Rehashing old arguments
She pointed out though that these are not new arguments. Debates on the (representative) efficacy of African literature – especially that written in English – were the basis of the 1962 inaugural African Writing Conference held in Uganda. Pointing out that the opinions proffered were mostly those of men and connecting this with her observation that it is today “female writers of the African diaspora who seem to bear the brunt of critical censure (from male critics),” she suggested that we question the intricate layers of such gatekeeping and what it suggests about the creative prospects for Africa’s future.
“We are having similar arguments nearly 60 years later,” she said. “Subsequent generations of African authors are still seen as being enticed into presenting exotic subjects to appeal to non-African, white, Western audiences.”

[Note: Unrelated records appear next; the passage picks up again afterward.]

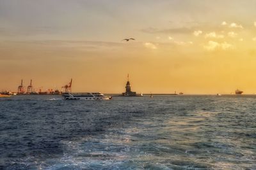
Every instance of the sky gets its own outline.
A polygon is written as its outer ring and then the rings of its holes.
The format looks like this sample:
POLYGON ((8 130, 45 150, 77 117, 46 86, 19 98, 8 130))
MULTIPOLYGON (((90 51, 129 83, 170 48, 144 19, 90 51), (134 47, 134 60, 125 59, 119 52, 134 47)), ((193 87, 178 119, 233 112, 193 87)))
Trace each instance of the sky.
POLYGON ((1 90, 256 93, 256 1, 0 0, 1 90), (134 38, 135 41, 122 41, 134 38))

But what is an authentic African voice and what is an appropriately African depiction? Skeptical about these conveniently generic terms – African ‘realities’ and ‘authentic’ Africa, Phiri believes that their easy deployment is not just problematic but devious. “I can’t help but question, especially where there is a fixation with an oppositional positioning to ‘the West’, the motivation behind the continuous need to homogenise history and experience; it’s a kind of epistemic disciplining in which we still use the same colonial and colonising frames to define the contours of Africanness – and the assumed blackness it signifies. There is unwillingness to view it as opaque, complex and necessarily contradictory. That would require a re-visioning of history and, for some, this is terrifyingly uncomfortable, for others it’s simply inconvenient.”
“Representivity can be reductive,” she added. “And that these female writers are re-writing Africa in more dynamic and less idiosyncratic ways, is telling. Literature, African or otherwise, cannot always and only be instrumentalised.”
This is significant when we take into account current (global South/higher education) imperatives for (curriculum) decolonisation and transformation which can be ideologically quite prescriptive and potentially exclusivist. Phiri believes that art, and our attitudes to it, is critical in determining the prospects for re-thinking and re-calibrating (African) history anew in not unproblematic but genuinely inclusive and productive ways.
“In my mind, literature – art – demands more of us. It affords imaginative frames of reference that invite us to read the ‘archive’ anew. For me, history needs to move beyond ‘discipline’ and ‘disciplining’; it is not ‘science’ in the strict sense. History is both perceived and interpreted reality. As such, it is, like narrative, inevitably malleable and open to a multitude of prospective ‘truths’.”
“While I am, like most, frustrated by the current political climate, I’m excited and hopeful about what I see as the prospects within it for bold and radical reimag(in)ings of Africa.”